NEW YORK — In the latest test of California’s controversial “parent trigger” law, South Los Angeles parents have voted to transform their struggling neighborhood school into a charter school hybrid beginning this fall, organizers announced Wednesday.
The unique partnership will team the Los Angeles Unified School District with local charter school operator Crown Preparatory Academy to reform 24th Street Elementary, which ranks in the bottom 2 percent of 563 elementary schools district-wide. The move also forces all 24th Street Elementary school district employees to reapply for their jobs, and gives parents a role on a new hiring committee.

“The joint proposal is an opportunity for two organizations that traditionally don’t work together to actually come together and do what’s right for kids,” said Laura McGowan-Robinson, founder and executive director of Crown Prep.

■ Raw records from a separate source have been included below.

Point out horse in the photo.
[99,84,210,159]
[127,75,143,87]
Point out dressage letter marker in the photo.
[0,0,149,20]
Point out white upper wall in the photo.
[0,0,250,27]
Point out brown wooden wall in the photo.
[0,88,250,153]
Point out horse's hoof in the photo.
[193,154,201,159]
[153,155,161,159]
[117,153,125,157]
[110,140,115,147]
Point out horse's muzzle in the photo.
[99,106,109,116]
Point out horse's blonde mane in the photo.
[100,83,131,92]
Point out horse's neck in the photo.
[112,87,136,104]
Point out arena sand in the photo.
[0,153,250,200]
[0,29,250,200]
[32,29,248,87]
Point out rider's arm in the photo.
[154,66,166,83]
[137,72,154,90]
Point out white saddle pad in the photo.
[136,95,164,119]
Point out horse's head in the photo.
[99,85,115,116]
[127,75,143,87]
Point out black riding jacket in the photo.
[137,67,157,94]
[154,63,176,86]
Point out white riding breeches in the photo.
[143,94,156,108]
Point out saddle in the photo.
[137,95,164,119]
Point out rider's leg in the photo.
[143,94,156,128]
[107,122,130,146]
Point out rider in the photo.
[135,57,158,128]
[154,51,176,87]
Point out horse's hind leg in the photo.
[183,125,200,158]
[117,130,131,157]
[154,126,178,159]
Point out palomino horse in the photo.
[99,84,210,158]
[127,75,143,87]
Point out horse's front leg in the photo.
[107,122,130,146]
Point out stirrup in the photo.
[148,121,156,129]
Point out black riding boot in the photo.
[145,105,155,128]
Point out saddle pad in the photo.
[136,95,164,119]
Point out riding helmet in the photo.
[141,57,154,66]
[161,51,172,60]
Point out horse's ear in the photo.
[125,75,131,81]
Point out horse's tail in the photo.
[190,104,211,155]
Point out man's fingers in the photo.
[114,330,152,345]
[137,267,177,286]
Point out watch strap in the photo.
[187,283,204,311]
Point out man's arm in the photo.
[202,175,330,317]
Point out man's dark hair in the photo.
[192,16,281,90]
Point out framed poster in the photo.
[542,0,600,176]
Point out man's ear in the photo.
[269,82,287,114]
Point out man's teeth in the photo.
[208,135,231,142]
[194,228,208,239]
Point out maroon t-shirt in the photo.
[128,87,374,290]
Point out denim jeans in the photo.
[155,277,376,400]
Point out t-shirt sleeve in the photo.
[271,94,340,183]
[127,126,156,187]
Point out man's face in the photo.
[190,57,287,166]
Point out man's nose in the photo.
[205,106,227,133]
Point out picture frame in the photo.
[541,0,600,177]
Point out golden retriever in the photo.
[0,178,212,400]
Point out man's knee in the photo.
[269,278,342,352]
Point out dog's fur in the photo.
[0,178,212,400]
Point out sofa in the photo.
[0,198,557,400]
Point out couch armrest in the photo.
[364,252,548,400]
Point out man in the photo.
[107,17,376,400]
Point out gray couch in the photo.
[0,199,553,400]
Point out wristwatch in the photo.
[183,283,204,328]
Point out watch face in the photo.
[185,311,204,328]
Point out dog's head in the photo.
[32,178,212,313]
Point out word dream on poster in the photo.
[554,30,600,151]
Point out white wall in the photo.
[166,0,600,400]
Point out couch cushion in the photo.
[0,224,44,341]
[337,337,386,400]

On Tuesday, 190 parents from 24th Street Elementary showed up at a public park to choose from one of four operators to take over their children’s school. They were part of a parent union driving a petition process to force reforms by invoking the state’s Parent Empowerment Act of 2010, known as the parent trigger.
Under the law, a majority of parents at an underperforming school can submit a petition seeking one of four reform models, ranging from replacing the principal and half the staff to shutting the school down altogether. California’s version of the parent trigger was the first, but versions of the legislation have been considered in more than 20 state legislatures throughout the U.S., including bills now under consideration in Florida, Georgia and Oklahoma.
Parents representing about 69 percent of students at 24th Street Elementary, which has about 685 students in kindergarten through fifth grade, signed a petition seeking the law’s “restart model,” which lets parents bring in a new charter operator or pair a charter operator with the district to turn around a failing school. The school district board quickly approved the petition in early February. The parents then received eight letters of interest for reform plans, including one from the district.
“The district came back and said, ‘We would like a second chance to turn this school around,’” said David Phelps, spokesman for Parent Revolution, the nonprofit advocacy group that bankrolled the 24th Street push and lobbies for parent trigger legislation nationwide.
“The parents have fundamentally said, ‘OK, you’ve got your second chance. We like your proposal. We like the proposal from Crown Prep. We want you to work together.”
Only the 395 parents who signed the petition were eligible to vote on one of four school operator proposals at Tuesday’s vote, per state regulations, Phelps said.
Of those who voted, 80 percent favored the joint operator proposal endorsed by the school’s parent union leadership, according to results released by Parent Revolution. The three other options included solo proposals from the district and Crown Prep and one from Academia Moderna, a nonprofit charter led by a local teacher.
The winning plan puts the school district in charge of reintroducing a preschool program and running grades K-4, while Crown Prep will run grades 5-8. The proposal described the partnership as the “first of its kind” for Los Angeles Unified.
“By restarting the school, LAUSD will redefine the way in which stakeholders have a voice in the school and make decisions,” the joint proposal stated.
About one-third of Crown Prep’s current students originally attended 24th Street Elementary. The Crown Prep program has a strong emphasis on remediation, college preparation and character values, McGowan-Robinson said. She plans to get fourth and fifth grade teachers communicating to ensure smoother transitions for matriculating students. Crown Prep boasted an 801 score on the 1,000-point state Academic Performance Index in 2011-12, compared to 24th Street Elementary’s score of a 666.
The 24th Street parents are the second group in the nation to succeed with a parent trigger petition, and the only one to do so without a court fight.
In the first 2011 effort in the Compton Unified School District, a judge ruled against the petition over a technicality. In the Adelanto School District, a judge ordered the district to comply with the petition and let a new charter operator take over the school in fall 2013.